第113期 #6

天竺語長虫塚

 とある峻厳な山の麓に、暗い大口を開けた洞窟があった。禁忌の地とされるその洞窟の奥には、黄金の甍をした白亜の屋敷が何処までも続く、長虫族の国があった。住人である長虫族は、上半分は人であり、下半分はぬらりと虹色に光る鱗に覆われた太い大蛇の体をしていた。彼等は黄金を護り、不老不死に近い寿命をもち、地下の王国で安穏と暮らしていた。
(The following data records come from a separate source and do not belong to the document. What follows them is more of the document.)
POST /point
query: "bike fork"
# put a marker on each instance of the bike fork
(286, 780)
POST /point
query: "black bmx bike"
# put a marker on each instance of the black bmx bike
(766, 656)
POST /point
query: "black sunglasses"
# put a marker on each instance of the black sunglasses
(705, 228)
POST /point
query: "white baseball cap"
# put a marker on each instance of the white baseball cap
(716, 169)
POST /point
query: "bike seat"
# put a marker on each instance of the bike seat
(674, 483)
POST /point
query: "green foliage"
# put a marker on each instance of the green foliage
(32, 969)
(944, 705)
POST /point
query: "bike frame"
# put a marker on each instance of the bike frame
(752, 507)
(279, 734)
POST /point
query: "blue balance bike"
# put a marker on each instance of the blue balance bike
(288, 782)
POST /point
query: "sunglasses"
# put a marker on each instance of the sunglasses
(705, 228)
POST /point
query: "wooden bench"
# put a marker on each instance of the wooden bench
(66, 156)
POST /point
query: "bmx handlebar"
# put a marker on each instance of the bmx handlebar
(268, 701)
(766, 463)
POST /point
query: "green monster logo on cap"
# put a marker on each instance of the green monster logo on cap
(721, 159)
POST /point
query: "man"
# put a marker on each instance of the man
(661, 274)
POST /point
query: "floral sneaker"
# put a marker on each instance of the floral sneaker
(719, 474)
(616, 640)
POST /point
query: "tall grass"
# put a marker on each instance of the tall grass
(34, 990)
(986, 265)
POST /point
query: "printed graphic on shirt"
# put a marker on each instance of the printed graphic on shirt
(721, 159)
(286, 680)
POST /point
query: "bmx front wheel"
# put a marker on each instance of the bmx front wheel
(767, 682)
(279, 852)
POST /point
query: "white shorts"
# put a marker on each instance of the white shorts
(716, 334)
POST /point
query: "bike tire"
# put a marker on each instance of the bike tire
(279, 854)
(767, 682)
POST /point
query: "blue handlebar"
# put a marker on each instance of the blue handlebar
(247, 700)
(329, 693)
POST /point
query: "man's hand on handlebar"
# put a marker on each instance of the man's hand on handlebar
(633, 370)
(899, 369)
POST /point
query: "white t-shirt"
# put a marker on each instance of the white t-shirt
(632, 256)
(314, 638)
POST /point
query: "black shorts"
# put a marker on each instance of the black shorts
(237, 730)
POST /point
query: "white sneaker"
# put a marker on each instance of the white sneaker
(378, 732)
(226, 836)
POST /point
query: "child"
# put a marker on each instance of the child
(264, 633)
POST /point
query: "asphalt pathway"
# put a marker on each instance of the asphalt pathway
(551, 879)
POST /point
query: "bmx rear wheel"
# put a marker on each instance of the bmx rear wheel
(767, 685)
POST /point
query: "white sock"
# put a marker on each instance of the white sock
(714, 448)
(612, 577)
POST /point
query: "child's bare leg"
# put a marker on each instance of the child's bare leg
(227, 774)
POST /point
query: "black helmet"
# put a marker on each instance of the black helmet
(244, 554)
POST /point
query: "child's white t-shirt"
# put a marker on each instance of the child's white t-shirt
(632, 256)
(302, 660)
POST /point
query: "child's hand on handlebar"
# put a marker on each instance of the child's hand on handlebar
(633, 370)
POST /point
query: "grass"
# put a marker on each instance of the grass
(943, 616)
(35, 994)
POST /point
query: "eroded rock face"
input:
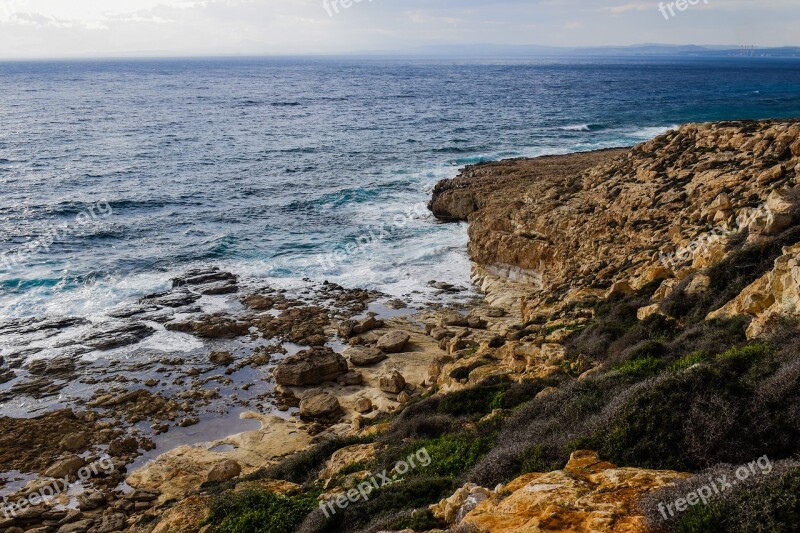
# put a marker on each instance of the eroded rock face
(393, 342)
(362, 356)
(588, 495)
(776, 294)
(311, 367)
(622, 218)
(320, 406)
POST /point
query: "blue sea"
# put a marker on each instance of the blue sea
(117, 175)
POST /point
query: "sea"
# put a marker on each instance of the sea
(115, 176)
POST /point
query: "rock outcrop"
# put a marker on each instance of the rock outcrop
(570, 225)
(775, 295)
(311, 367)
(588, 495)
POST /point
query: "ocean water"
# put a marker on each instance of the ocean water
(116, 175)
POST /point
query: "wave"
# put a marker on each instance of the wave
(577, 127)
(649, 132)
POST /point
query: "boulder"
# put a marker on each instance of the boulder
(363, 405)
(320, 406)
(311, 367)
(394, 341)
(351, 379)
(360, 356)
(588, 495)
(221, 358)
(68, 466)
(225, 471)
(393, 383)
(73, 442)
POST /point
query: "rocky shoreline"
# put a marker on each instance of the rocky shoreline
(599, 271)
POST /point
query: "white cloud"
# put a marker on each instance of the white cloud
(200, 27)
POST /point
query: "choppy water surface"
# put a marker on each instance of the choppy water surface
(265, 167)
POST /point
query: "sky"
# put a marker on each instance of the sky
(120, 28)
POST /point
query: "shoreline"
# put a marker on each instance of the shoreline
(554, 242)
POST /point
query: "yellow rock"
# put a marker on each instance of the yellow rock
(589, 495)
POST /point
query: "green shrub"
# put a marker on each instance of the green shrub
(472, 401)
(453, 455)
(688, 361)
(303, 466)
(768, 500)
(254, 511)
(641, 367)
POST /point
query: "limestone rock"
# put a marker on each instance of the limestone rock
(344, 457)
(68, 466)
(394, 341)
(777, 293)
(311, 367)
(363, 405)
(393, 383)
(588, 495)
(321, 406)
(362, 356)
(224, 471)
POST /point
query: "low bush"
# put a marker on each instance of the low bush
(253, 511)
(768, 500)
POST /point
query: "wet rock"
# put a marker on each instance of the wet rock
(221, 358)
(109, 522)
(394, 341)
(475, 322)
(304, 325)
(125, 446)
(350, 379)
(189, 421)
(68, 466)
(311, 367)
(32, 325)
(90, 500)
(441, 333)
(363, 405)
(495, 312)
(74, 442)
(258, 302)
(202, 276)
(360, 356)
(81, 526)
(453, 319)
(216, 326)
(173, 299)
(320, 406)
(222, 287)
(110, 336)
(224, 471)
(345, 328)
(143, 495)
(393, 383)
(60, 367)
(32, 444)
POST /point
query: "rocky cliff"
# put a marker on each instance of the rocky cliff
(639, 332)
(577, 225)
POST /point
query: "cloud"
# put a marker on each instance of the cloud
(203, 27)
(633, 6)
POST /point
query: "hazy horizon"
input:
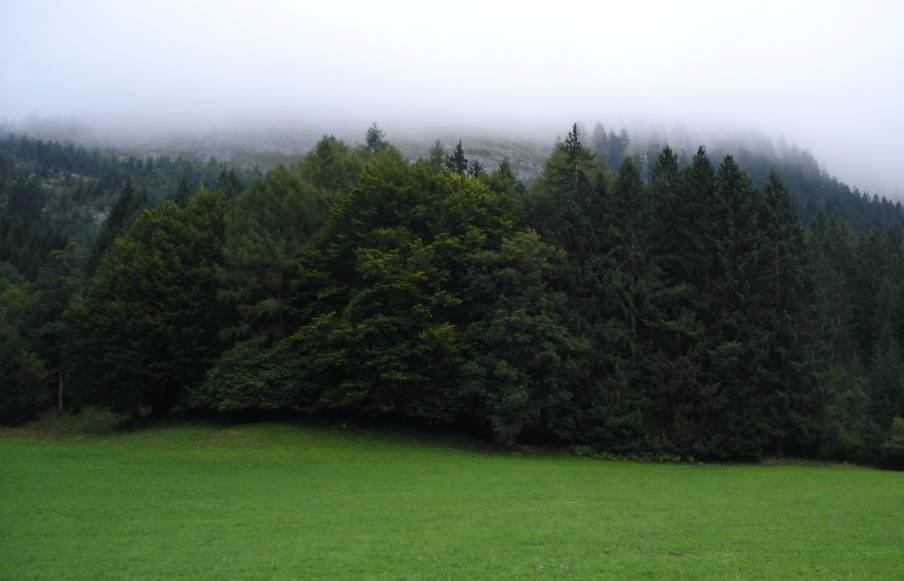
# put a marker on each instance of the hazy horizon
(825, 76)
 ある時、長虫族の姫の一人が、ホンの気紛れから、洞窟の外へと散歩に出かけた。退屈な日々に飽いて、刺激を求めてのことだった。黒絹の髪をそよ風に棚引かせながら、姫が山を這い進んでいると、ふと人間の気配がした。咄嗟に姫は大樹の上にスルスルと昇り、その人間を盗み見た。それは若い男だった。精悍な男で、引き締まった赤銅色の体は、俊敏な豹を思わせた。姫は一目で恋に落ちてしまった。自分の知る青白い王子達とは比べ物にならぬ程、その男は魅力的だったのだ。姫は思うが早いか、大樹から飛び降り、男の前に立ちはだかった。
 肝を潰したのは男の方である。初めて観る長虫族の娘は、男が知るどの女よりも美しかったが、彼女の下半身が男を怯ませた。いくら美女と言えども、人ではないのだ。姫は男の気持ちになど気づかぬ様子で、歌うように愛を告げ、求婚した。男はこれを拒んだが、姫は諦めなかった。男がいくら拒絶を表しても無駄であった。困り果てた男だが、ふとあることを思いつき、求婚を受けた。喜ぶ姫に、男は結婚の条件を一つ付けた。それは、自分の村に伝わる風習に倣い、己の体に刺青を入れるというものだった。その刺青は夫婦の証を意味するのだ。
 そして、二人は互いの体に朱の刺青を彫り、結婚をした。男と姫は一月交代で村と長虫国で暮らすようにした。最初は不承不承だった男も、段々と心が打ち解けていき、何時の間にか姫を愛するようになっていた。だが、結ばれてから一年後の夜、褥で姫が悲鳴を上げた。男が驚き飛び起きると、姫が二人になっていた。いや、もう一人は姫の抜け殻であった。姫は脱皮したのだ。そして、皮を脱ぎ去った姫の体にもう刺青はなかった。姫は男の前から去っていった。既に姫を愛していた男は己の愚を呪った。三日三晩嘆き悲しんだ後、男は姫の抜け殻を抱いたまま火の中に飛び込み死んでしまった。
 村人は、その場所に塚を建て、男を弔った。
 その塚の名は、長虫塚といい、今も村と山との境界に鎮座している。